Aynı zamanda diğer insanları yargılama biçimimizi de değiştiriyor.

Bakın bu çok, çok tipik.

Yani sadece kendimizi beğenmemekle kalmıyoruz.

Diğerlerini de beğenmeyip hadsizce yargılamaya başlıyoruz.

Geçenlerde bir paylaşımlarını severek takip ettiğim alanında oldukça iyi bir hekimin bir sosyal medya paylaşımını gördüm.

Bu paylaşımda kendisine gelen bir mesajı, DM kutusuna gelen bir mesajı paylaşmış.

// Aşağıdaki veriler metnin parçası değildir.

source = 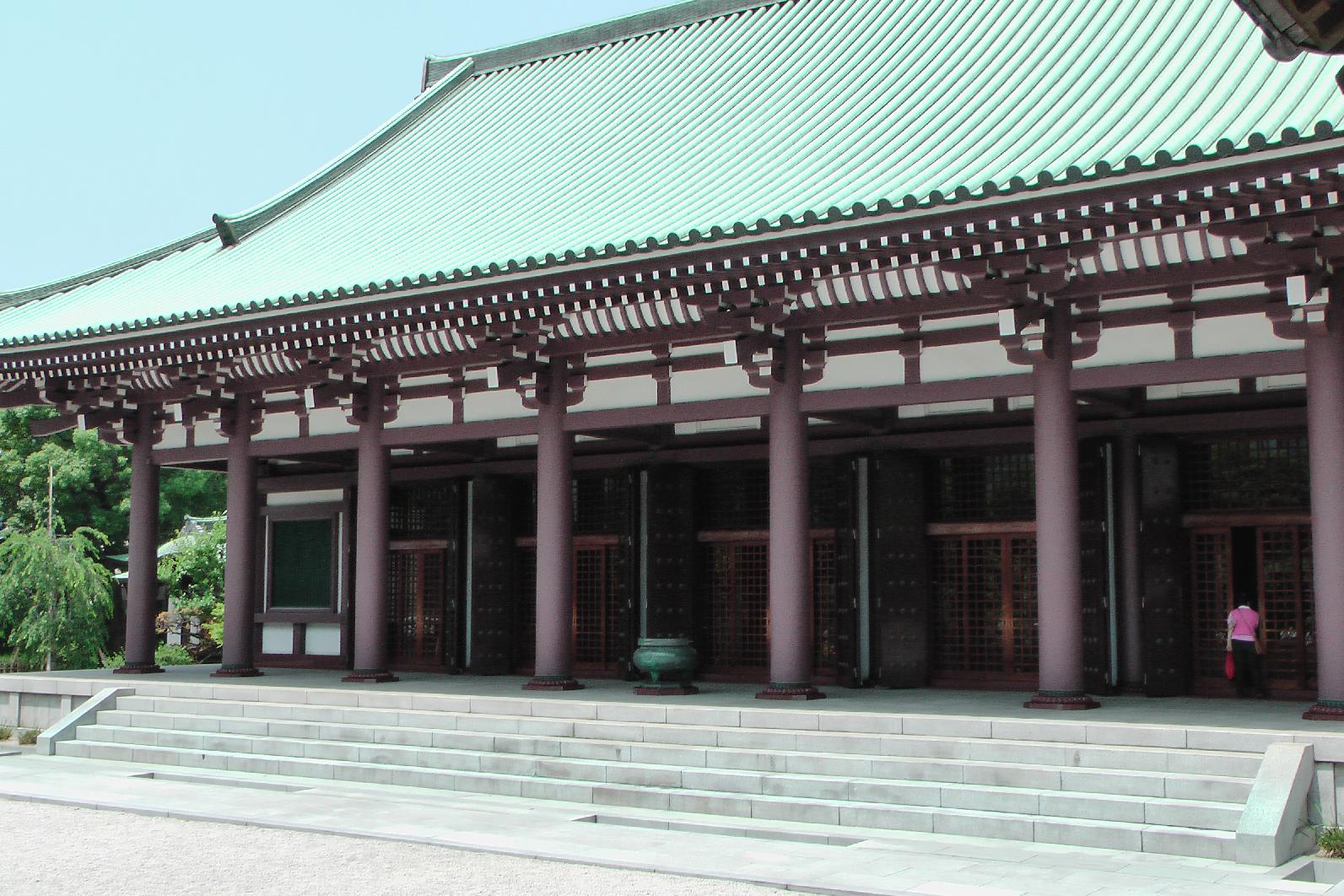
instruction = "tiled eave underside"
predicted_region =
[0,150,1344,404]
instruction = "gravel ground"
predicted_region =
[0,799,777,896]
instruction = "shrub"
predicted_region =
[1316,828,1344,858]
[154,644,197,667]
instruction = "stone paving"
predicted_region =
[0,801,770,896]
[10,665,1344,733]
[0,753,1328,896]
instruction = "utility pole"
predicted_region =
[47,462,57,672]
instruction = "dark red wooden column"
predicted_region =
[757,331,825,700]
[1024,304,1097,710]
[213,395,261,678]
[1303,316,1344,721]
[117,404,163,674]
[1117,429,1144,690]
[342,381,397,683]
[523,360,583,690]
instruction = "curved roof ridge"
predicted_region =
[0,229,215,310]
[421,0,797,90]
[213,57,474,247]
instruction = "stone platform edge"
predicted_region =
[8,673,1344,763]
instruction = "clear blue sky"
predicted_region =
[0,0,667,290]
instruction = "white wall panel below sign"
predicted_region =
[266,489,345,506]
[154,424,186,451]
[920,343,1027,383]
[308,407,355,435]
[672,365,764,404]
[192,420,229,447]
[304,622,340,657]
[261,622,294,656]
[1192,315,1301,358]
[807,352,906,392]
[252,413,299,442]
[1075,324,1176,370]
[387,395,453,430]
[574,376,659,411]
[462,388,524,424]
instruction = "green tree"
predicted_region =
[0,526,111,669]
[0,406,226,549]
[159,522,227,654]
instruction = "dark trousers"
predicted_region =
[1233,640,1265,697]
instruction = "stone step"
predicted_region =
[105,697,1260,779]
[98,710,1251,805]
[77,723,1242,830]
[110,685,1282,753]
[57,740,1235,860]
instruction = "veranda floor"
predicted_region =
[13,667,1344,733]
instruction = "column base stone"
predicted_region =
[757,681,825,700]
[210,664,262,678]
[342,669,401,685]
[1303,700,1344,721]
[1022,690,1101,710]
[111,662,163,676]
[523,676,583,690]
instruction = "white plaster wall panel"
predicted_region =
[672,344,723,358]
[402,374,453,387]
[827,324,900,343]
[920,311,999,333]
[304,622,340,657]
[154,424,186,450]
[1255,374,1306,392]
[387,395,453,430]
[1101,293,1172,315]
[252,413,299,442]
[1195,283,1269,302]
[574,376,659,411]
[1075,324,1176,368]
[308,407,356,435]
[462,388,524,424]
[266,489,345,506]
[920,343,1027,383]
[672,417,764,435]
[587,352,653,370]
[672,367,764,404]
[805,352,906,392]
[1190,315,1301,358]
[261,622,294,654]
[897,397,995,418]
[1147,381,1240,400]
[192,420,229,447]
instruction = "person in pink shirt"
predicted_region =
[1227,599,1267,697]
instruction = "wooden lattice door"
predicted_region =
[517,536,629,674]
[1190,524,1316,694]
[1190,524,1316,694]
[930,533,1039,685]
[695,540,840,681]
[387,549,447,669]
[1190,528,1233,689]
[1255,526,1316,694]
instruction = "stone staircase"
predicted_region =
[41,688,1263,860]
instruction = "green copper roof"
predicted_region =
[0,0,1344,344]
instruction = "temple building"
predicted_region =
[8,0,1344,719]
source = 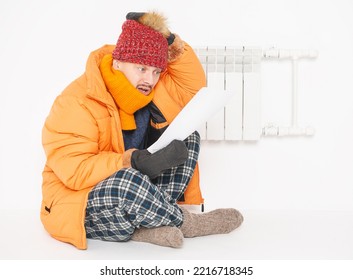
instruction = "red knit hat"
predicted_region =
[113,20,168,70]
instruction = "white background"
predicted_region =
[0,0,353,270]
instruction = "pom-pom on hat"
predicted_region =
[112,19,168,71]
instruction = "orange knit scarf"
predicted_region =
[99,54,154,130]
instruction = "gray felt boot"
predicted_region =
[180,207,244,237]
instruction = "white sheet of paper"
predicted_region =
[147,87,235,153]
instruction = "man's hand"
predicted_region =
[123,149,137,168]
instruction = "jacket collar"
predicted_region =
[85,45,116,108]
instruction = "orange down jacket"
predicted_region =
[40,44,206,249]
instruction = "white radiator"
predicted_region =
[194,47,317,141]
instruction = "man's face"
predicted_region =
[113,60,161,95]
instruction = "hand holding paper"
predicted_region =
[148,87,235,153]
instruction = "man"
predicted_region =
[41,13,243,249]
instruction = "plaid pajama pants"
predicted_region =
[85,132,200,241]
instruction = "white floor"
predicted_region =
[0,210,353,260]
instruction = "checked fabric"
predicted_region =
[85,132,200,241]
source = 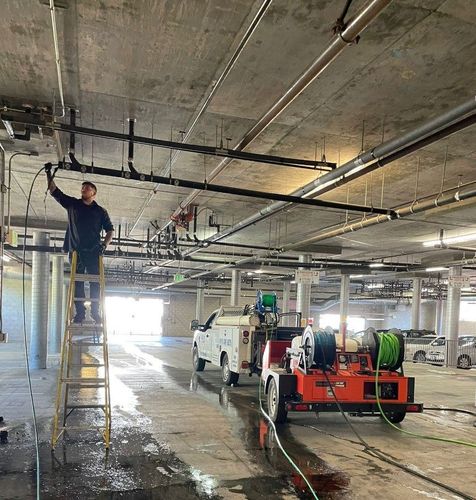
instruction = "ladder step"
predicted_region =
[66,323,103,332]
[59,425,105,431]
[66,405,106,410]
[74,274,101,281]
[69,363,104,368]
[61,378,106,388]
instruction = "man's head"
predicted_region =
[81,181,98,203]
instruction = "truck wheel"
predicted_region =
[221,354,240,385]
[192,345,205,372]
[457,354,472,370]
[268,378,288,424]
[380,411,407,424]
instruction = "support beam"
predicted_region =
[296,254,312,325]
[195,280,205,325]
[54,160,395,218]
[48,255,64,356]
[412,278,421,330]
[444,266,462,367]
[29,231,50,369]
[281,281,291,326]
[230,269,241,306]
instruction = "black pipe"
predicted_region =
[209,114,476,240]
[69,108,76,154]
[58,161,396,218]
[127,118,138,175]
[0,110,336,171]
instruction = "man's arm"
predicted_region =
[102,209,114,251]
[102,229,114,249]
[45,163,56,194]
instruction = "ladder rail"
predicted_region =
[51,252,77,448]
[51,251,112,449]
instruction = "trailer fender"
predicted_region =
[264,371,297,398]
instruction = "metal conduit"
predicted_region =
[178,97,476,253]
[167,0,391,220]
[130,0,272,236]
[284,187,476,250]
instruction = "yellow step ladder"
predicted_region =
[51,252,111,449]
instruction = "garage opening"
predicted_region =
[106,296,164,338]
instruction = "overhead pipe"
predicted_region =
[126,0,272,236]
[166,0,391,224]
[0,112,336,175]
[284,176,476,250]
[50,0,66,118]
[58,154,395,217]
[192,97,476,250]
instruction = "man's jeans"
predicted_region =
[69,250,99,320]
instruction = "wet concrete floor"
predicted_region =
[0,339,476,500]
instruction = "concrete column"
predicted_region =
[230,269,241,306]
[339,274,350,336]
[435,299,444,336]
[48,255,64,356]
[444,266,462,367]
[195,280,205,325]
[296,254,312,324]
[29,231,50,368]
[281,281,295,326]
[412,278,421,330]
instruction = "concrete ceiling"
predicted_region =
[0,0,476,286]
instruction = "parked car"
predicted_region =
[405,335,437,363]
[426,335,476,369]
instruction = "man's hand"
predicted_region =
[45,163,53,179]
[45,163,56,193]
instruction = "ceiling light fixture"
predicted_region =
[423,233,476,247]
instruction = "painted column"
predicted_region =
[29,231,50,369]
[48,255,64,356]
[412,278,421,330]
[339,274,350,336]
[230,269,241,306]
[443,266,462,367]
[195,280,205,325]
[281,281,295,326]
[296,254,312,325]
[435,299,444,336]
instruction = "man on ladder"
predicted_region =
[46,169,114,324]
[45,169,114,449]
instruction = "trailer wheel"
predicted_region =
[457,354,472,370]
[221,353,240,385]
[268,378,288,424]
[192,345,205,372]
[380,411,407,424]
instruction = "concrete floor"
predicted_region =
[0,338,476,500]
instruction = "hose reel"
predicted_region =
[362,328,405,371]
[302,326,337,370]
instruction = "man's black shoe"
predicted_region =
[91,313,102,325]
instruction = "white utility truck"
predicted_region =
[190,292,303,385]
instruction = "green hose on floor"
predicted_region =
[375,333,476,448]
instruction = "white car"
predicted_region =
[426,335,476,369]
[190,306,260,385]
[190,306,303,385]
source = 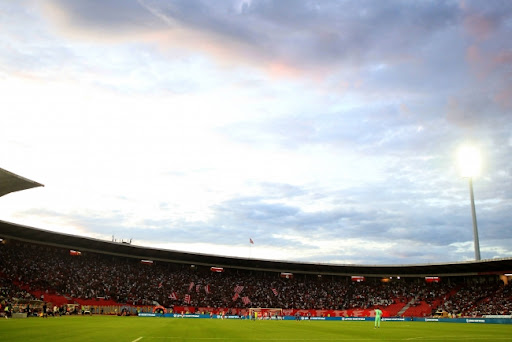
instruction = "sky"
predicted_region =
[0,0,512,265]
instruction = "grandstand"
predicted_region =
[0,170,512,317]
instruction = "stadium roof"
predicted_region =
[0,220,512,277]
[0,168,44,197]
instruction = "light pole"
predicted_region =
[468,177,480,261]
[458,146,481,260]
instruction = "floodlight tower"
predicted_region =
[458,145,481,261]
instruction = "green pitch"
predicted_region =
[0,316,512,342]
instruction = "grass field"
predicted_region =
[0,316,512,342]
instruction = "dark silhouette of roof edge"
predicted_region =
[0,168,44,197]
[0,220,512,277]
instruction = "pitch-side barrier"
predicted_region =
[139,313,512,324]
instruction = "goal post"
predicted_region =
[249,308,283,319]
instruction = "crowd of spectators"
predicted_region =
[0,241,512,314]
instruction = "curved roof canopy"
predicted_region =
[0,220,512,277]
[0,168,44,197]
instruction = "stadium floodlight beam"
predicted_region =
[458,145,481,261]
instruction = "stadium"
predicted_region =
[0,170,512,340]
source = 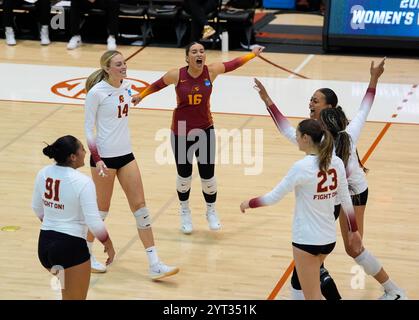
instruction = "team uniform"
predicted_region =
[32,165,109,269]
[139,53,256,234]
[249,155,355,254]
[171,65,216,181]
[268,88,376,205]
[85,80,134,169]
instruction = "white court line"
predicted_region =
[288,54,314,79]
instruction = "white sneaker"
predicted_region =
[150,262,179,281]
[179,207,193,234]
[5,27,16,46]
[108,36,116,50]
[378,290,408,300]
[90,255,106,273]
[41,26,51,46]
[67,36,81,50]
[207,210,221,230]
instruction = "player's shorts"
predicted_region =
[292,242,336,256]
[38,230,90,269]
[334,188,368,220]
[90,152,135,170]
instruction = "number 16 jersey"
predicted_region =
[172,65,213,135]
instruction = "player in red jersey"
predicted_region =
[132,42,264,234]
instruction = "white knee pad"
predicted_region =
[176,175,192,193]
[354,249,382,276]
[201,177,217,194]
[99,210,109,221]
[291,286,305,300]
[134,207,151,229]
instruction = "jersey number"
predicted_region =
[188,93,202,105]
[118,104,128,118]
[317,169,338,192]
[44,178,60,201]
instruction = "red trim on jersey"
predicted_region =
[87,143,102,163]
[223,53,256,72]
[140,78,167,99]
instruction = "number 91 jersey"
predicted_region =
[85,80,132,158]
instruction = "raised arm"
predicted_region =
[337,161,362,253]
[240,165,302,213]
[255,78,297,144]
[346,58,386,144]
[131,69,179,106]
[208,46,265,81]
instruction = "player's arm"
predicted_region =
[254,78,297,144]
[240,165,302,213]
[131,69,179,105]
[346,58,386,144]
[84,91,108,177]
[208,46,265,81]
[80,180,115,265]
[337,161,363,253]
[32,172,44,222]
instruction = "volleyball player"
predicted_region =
[32,136,115,300]
[85,51,179,280]
[240,119,362,300]
[133,42,263,234]
[255,58,407,300]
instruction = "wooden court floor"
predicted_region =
[0,41,419,300]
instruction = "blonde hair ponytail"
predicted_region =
[86,69,107,93]
[86,50,122,93]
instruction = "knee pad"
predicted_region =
[320,267,342,301]
[354,249,382,276]
[201,177,217,194]
[291,267,301,290]
[134,207,151,229]
[291,287,305,300]
[176,175,192,193]
[99,210,109,221]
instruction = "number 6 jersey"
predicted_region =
[84,80,132,162]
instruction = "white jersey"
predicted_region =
[268,88,375,195]
[84,80,132,161]
[250,155,355,245]
[32,165,108,242]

Ve bu mesajda takipçisi kadıncağıza şöyle söylüyor.

Yani hekimimize şöyle söylüyor.

Hocam yüzünüz sarkmış, onu gerdirsenize çok sağlıksız görünüyorsunuz, ilham olmuyor.” diyor.

Ve bunu yapan yine bir kadın.

Yani hekim son derece önemli sağlıkla ilgili bilgiler verse de, topluma yardımcı olmaya çalışsa da…

…önemli olan yardımseverlik, diğerlerini düşünme gibi değerler değil.

Önemli olan senin fiziksel görünüşün.

Sen o sırada bu bilgileri görmezden geliyorsun, kadının cildine, burnuna, kaşına, gözüne dikkat kesilip kusurları buluyorsun ve buna tahammül edemiyorsun.

Ve niye düzelttirmiyorsun diye onun hayatına da müdahalede bulunuyorsun.

Beyinlerimizin tüketim toplumu ve onun bize pompaladığı içeriklerle nasıl şekillendirildiğinin çok tipik bir örneği aslında.

Ve evet hep şikayet ediyoruz ama bu gidişata karşı birey olarak da toplum olarak da sorumluluklarımız var.

Bir şeyler yapmalıyız.

Gerçekten yeter artık.

Tamamıyla bir çöplüğe dönüşmüş durumda içerikler.

Bu anlamda eleştirel medya okur yazarlığını yaygınlaştırabiliriz.

Bunun yanı sıra gençlere kendilerini ifade edebilecekleri daha farklı ortamlar Yaratabiliriz.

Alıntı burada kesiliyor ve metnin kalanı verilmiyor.